3. Joy: adik-adik penderita bibir sumbing yang bisa operasi dan menyongsong senyum baru.

Ardin, Faiz, dan Lala menggabungkan ide yang mereka gagas pada saat pencalonan diri. Ardin yang ingin menggandeng penggiat seni di Kota Bandung, Faiz yang ingin mendatangkan bintang tamu populer, dan Lala yang ingin Bazaar ini menjadi wadah untuk berbagi. Semuanya ada, semuanya dikemas menjadi satu melalui Triple One Project: Hello Future. Kami sepakat akan menyumbangkan seluruh keuntungan dari acara ini untuk adik-adik penderita bibir sumbing, bekerjasama dengan Yayasan Pembina Penderita Celah Bibir dan Langit-langit (YPPCBL) Kota Bandung.

Lala selaku Ketua Divisi Acara udah membagi-bagi job-desc apa yang harus kami kerjakan di hari-H. Kami harus apa, harus bagaimana, dan harus ke mana saat ada kendala juga udah dikoordinasikan dari jauh-jauh hari. Di samping sifatnya yang jutek dan kadang di luar dugaan, dia adalah sosok pemimpin yang baik. Dia punya visi, keberanian, integritas, rencana yang strategis, komunikasi yang baik, dan fokus. Dengan kata lain, gue nggak menyesal menerima tawarannya.

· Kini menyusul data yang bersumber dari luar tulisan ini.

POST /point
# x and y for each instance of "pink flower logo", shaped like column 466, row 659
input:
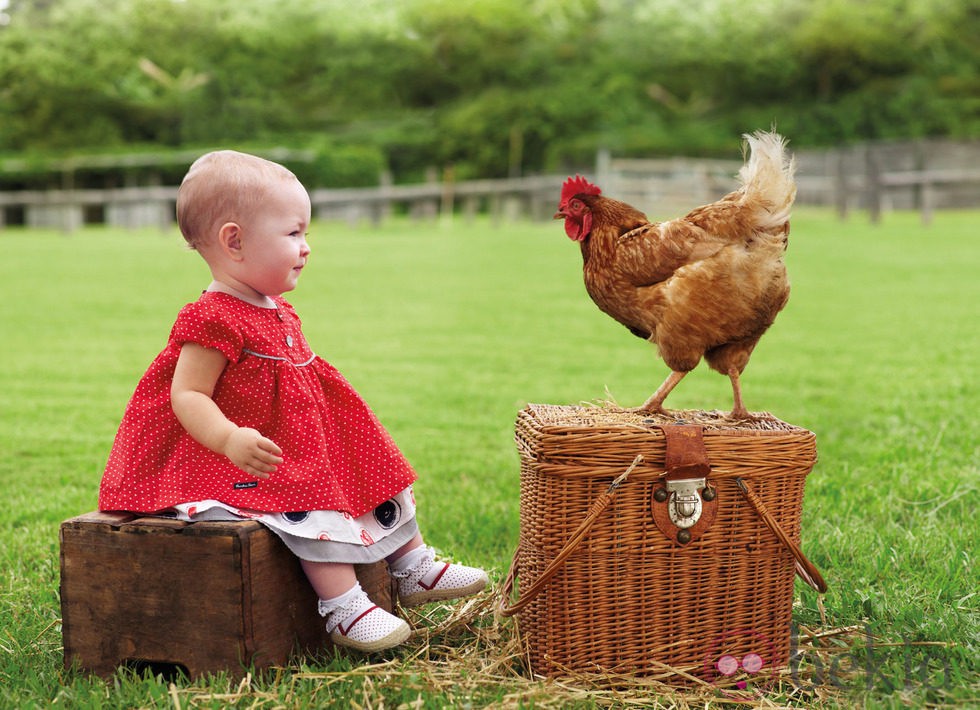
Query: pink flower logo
column 740, row 664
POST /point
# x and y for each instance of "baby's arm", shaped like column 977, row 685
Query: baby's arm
column 195, row 377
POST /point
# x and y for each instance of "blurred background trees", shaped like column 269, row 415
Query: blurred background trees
column 492, row 87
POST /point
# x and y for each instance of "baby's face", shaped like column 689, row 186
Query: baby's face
column 274, row 247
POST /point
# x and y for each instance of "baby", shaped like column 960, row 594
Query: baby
column 238, row 419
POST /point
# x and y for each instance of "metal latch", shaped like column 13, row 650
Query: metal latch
column 684, row 505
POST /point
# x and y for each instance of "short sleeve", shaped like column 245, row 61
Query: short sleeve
column 209, row 327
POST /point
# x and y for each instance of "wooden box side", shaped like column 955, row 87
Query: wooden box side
column 138, row 589
column 280, row 605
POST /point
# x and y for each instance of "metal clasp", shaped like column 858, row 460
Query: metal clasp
column 684, row 505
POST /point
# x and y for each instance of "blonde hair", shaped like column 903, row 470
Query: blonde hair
column 220, row 187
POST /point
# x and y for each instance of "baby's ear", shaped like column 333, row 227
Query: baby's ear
column 230, row 240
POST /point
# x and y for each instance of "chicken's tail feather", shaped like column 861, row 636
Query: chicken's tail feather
column 767, row 178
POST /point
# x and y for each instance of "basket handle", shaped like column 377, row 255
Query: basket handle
column 804, row 568
column 528, row 595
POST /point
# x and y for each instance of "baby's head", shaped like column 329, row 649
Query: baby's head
column 221, row 187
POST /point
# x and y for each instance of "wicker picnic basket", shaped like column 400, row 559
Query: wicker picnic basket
column 657, row 547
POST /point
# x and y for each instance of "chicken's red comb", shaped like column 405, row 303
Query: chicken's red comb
column 576, row 186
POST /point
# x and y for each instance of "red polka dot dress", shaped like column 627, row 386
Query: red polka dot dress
column 337, row 456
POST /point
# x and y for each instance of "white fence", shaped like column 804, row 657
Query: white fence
column 924, row 175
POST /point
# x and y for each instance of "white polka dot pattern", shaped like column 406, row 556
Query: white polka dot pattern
column 337, row 454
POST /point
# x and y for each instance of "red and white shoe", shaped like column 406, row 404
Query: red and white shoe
column 364, row 626
column 423, row 579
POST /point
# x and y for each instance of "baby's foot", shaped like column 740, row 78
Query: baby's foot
column 358, row 623
column 421, row 579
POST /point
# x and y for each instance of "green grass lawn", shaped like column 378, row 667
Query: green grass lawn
column 448, row 331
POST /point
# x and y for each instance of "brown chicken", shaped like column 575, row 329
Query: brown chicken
column 705, row 285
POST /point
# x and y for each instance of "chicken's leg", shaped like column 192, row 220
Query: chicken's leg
column 738, row 409
column 656, row 402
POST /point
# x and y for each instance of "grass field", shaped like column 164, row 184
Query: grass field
column 448, row 330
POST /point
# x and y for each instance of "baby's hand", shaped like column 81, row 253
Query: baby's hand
column 252, row 452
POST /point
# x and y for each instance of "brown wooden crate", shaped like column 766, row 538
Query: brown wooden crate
column 204, row 596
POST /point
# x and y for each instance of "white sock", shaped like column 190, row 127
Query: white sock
column 410, row 560
column 326, row 606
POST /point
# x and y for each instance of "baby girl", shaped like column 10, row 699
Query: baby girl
column 237, row 418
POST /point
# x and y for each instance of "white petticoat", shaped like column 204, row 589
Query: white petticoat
column 325, row 535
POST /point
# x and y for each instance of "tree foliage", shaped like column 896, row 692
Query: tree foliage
column 494, row 87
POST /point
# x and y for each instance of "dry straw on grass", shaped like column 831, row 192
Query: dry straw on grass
column 466, row 655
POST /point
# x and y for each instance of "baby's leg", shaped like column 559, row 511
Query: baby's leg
column 329, row 579
column 353, row 620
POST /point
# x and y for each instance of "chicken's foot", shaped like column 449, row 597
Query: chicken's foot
column 655, row 405
column 738, row 409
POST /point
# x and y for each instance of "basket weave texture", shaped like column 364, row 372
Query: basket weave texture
column 629, row 599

Triple One Project dibuka oleh penampilan parade angklung, hasil kolaborasi anak-anak ekskul Lises (Lingkung Seni Sunda) dengan seniman angklung dari Saung Angklung Udjo. Kemudian dilanjutkan dengan penampilan tari jaipong dengan iringan musik degung (gamelan Sunda). Yang kemudian disambung oleh penampilan kolaborasi antara anak-anak ekskul Teater, Musik Klasik, Paduan Suara, dan juga band.

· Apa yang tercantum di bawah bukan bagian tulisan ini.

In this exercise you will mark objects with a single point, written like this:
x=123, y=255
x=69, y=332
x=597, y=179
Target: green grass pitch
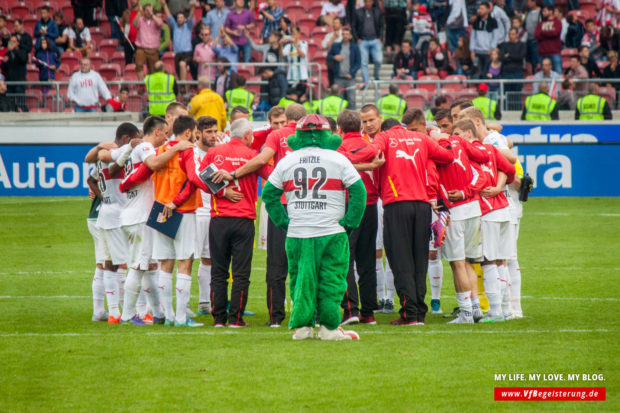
x=53, y=358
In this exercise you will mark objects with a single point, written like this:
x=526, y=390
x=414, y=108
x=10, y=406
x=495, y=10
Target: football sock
x=435, y=273
x=204, y=283
x=132, y=288
x=504, y=277
x=380, y=279
x=464, y=301
x=475, y=306
x=149, y=288
x=492, y=289
x=183, y=286
x=165, y=294
x=122, y=276
x=98, y=292
x=389, y=282
x=110, y=282
x=141, y=302
x=515, y=286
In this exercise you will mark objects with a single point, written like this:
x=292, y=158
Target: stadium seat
x=98, y=59
x=110, y=71
x=428, y=86
x=602, y=64
x=32, y=74
x=135, y=103
x=295, y=13
x=33, y=101
x=307, y=23
x=96, y=35
x=404, y=87
x=67, y=12
x=108, y=46
x=454, y=86
x=30, y=23
x=415, y=99
x=70, y=59
x=21, y=11
x=608, y=93
x=118, y=57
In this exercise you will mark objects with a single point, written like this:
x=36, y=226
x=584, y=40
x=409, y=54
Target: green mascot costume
x=315, y=180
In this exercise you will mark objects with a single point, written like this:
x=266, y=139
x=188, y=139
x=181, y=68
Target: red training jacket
x=489, y=170
x=357, y=150
x=403, y=177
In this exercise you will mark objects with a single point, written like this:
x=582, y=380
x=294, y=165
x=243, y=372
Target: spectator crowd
x=556, y=41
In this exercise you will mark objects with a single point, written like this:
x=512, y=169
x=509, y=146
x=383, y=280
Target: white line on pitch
x=391, y=331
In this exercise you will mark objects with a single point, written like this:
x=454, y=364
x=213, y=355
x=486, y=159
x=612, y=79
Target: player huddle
x=460, y=177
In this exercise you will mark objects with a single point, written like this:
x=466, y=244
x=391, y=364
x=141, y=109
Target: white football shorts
x=182, y=247
x=140, y=239
x=462, y=240
x=202, y=236
x=496, y=240
x=96, y=232
x=116, y=245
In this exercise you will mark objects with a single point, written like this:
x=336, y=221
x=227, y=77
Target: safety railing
x=52, y=96
x=510, y=93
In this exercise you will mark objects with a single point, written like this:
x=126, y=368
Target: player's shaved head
x=126, y=130
x=182, y=124
x=472, y=113
x=173, y=108
x=349, y=121
x=294, y=112
x=152, y=123
x=464, y=125
x=389, y=124
x=458, y=106
x=205, y=122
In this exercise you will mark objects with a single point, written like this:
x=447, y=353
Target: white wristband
x=124, y=156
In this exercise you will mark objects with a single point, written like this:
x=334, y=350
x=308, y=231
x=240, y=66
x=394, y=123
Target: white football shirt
x=113, y=199
x=141, y=197
x=314, y=182
x=205, y=210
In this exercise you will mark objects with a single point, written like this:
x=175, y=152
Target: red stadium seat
x=455, y=86
x=70, y=58
x=21, y=11
x=108, y=46
x=136, y=103
x=415, y=99
x=428, y=86
x=110, y=71
x=33, y=101
x=118, y=57
x=608, y=93
x=30, y=23
x=67, y=12
x=98, y=58
x=96, y=35
x=307, y=23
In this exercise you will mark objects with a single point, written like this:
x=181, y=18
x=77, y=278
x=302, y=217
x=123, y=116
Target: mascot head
x=314, y=130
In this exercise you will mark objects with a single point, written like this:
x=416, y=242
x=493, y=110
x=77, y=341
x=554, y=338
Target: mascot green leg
x=318, y=268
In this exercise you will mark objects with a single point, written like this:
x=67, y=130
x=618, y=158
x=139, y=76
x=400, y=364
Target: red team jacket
x=358, y=150
x=489, y=170
x=231, y=156
x=277, y=141
x=459, y=175
x=404, y=177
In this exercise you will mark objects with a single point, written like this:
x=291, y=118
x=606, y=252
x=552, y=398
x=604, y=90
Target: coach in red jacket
x=407, y=213
x=548, y=35
x=231, y=234
x=362, y=241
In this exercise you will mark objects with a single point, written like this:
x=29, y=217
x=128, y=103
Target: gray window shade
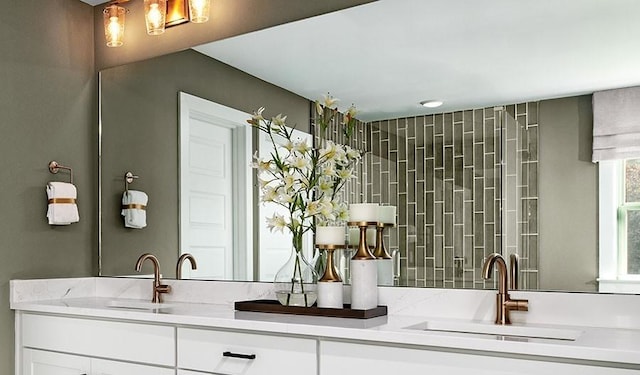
x=616, y=124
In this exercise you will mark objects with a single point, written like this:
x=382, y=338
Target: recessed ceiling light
x=431, y=103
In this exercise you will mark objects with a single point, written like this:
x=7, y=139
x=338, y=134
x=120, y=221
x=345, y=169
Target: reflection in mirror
x=468, y=182
x=139, y=121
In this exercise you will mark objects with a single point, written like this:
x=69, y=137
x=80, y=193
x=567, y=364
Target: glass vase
x=296, y=283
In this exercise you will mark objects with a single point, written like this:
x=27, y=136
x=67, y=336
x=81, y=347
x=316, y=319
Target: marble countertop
x=593, y=344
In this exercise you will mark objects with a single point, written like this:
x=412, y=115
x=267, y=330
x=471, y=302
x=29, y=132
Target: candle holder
x=364, y=271
x=363, y=251
x=380, y=251
x=330, y=284
x=383, y=259
x=331, y=274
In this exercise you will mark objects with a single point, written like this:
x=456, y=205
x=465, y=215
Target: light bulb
x=199, y=10
x=155, y=15
x=114, y=25
x=114, y=29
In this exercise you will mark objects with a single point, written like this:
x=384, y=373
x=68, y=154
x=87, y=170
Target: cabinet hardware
x=238, y=355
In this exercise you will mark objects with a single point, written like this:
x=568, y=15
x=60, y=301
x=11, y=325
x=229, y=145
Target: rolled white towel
x=134, y=209
x=62, y=208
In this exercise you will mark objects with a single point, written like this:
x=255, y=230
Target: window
x=629, y=219
x=619, y=226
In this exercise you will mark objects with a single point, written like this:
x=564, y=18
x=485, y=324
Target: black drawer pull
x=238, y=355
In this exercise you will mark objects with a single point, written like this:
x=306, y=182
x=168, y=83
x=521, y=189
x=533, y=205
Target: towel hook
x=128, y=179
x=54, y=167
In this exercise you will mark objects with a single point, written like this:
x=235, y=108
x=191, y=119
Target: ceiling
x=389, y=55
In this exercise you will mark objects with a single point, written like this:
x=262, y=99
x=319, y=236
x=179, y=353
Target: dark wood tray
x=273, y=306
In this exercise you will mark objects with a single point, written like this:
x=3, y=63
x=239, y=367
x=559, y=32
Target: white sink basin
x=137, y=305
x=498, y=330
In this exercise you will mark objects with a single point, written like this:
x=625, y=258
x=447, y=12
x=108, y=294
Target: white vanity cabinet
x=231, y=353
x=61, y=345
x=41, y=362
x=350, y=358
x=38, y=362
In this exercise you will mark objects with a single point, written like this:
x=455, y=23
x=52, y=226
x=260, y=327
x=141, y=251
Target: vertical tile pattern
x=465, y=184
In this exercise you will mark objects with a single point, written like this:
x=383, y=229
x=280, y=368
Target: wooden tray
x=273, y=306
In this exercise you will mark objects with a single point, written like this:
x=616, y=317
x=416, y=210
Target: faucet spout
x=181, y=260
x=504, y=303
x=158, y=287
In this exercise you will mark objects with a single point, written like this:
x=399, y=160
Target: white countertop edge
x=223, y=317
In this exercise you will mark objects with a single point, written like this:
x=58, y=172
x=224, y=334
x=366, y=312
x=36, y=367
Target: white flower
x=329, y=170
x=351, y=113
x=257, y=115
x=352, y=154
x=325, y=185
x=341, y=211
x=345, y=173
x=269, y=194
x=302, y=146
x=284, y=197
x=276, y=223
x=279, y=120
x=262, y=165
x=329, y=152
x=300, y=163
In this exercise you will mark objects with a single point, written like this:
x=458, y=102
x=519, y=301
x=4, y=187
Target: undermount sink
x=137, y=305
x=498, y=330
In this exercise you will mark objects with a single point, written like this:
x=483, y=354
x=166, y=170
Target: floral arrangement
x=303, y=179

Makin sore, makin banyak pengunjung yang berdatangan. Bahkan menjelang Maghrib, lapangan basket yang udah disulap menjadi panggung utama udah penuh sesak. Kendala-kendala kecil juga nggak mau ketinggalan. Mulai dari mikrofon kurang, konsumsi telat, sampai bintang tamu telat dateng yang bikin anak Acara sedikit kelimpungan karena kami juga berperan sebagai time keeper.

"Udah salat?" Gue bertanya pada Lala yang tengah jongkok di sebelah gulungan kabel yang nggak terpakai. Tangan kanannya memegang HT (Handy Talky), sedangkan tangan kirinya memegang rundown.

Lala mendongak, kemudian kepalanya menggeleng lemah. Ikatan rambutnya udah nggak serapi tadi pagi, juga wajahnya yang tampak lelah karena seharian beraktivitas. "Lagi nggak."

Terdengar suara krasak-krusuk yang berasal dari HT yang dipegang Lala. "Acara stand by! Acara stand by!" Suara Zaidan terdengar dari balik HT. "Lima belas menit lagi Tulus naik, ya!"

"Ivanka siap! Ivanka siap!" Nggak lama suara antusias Ivanka yang hari ini bertugas sebagai LO Tulus mengambil alih.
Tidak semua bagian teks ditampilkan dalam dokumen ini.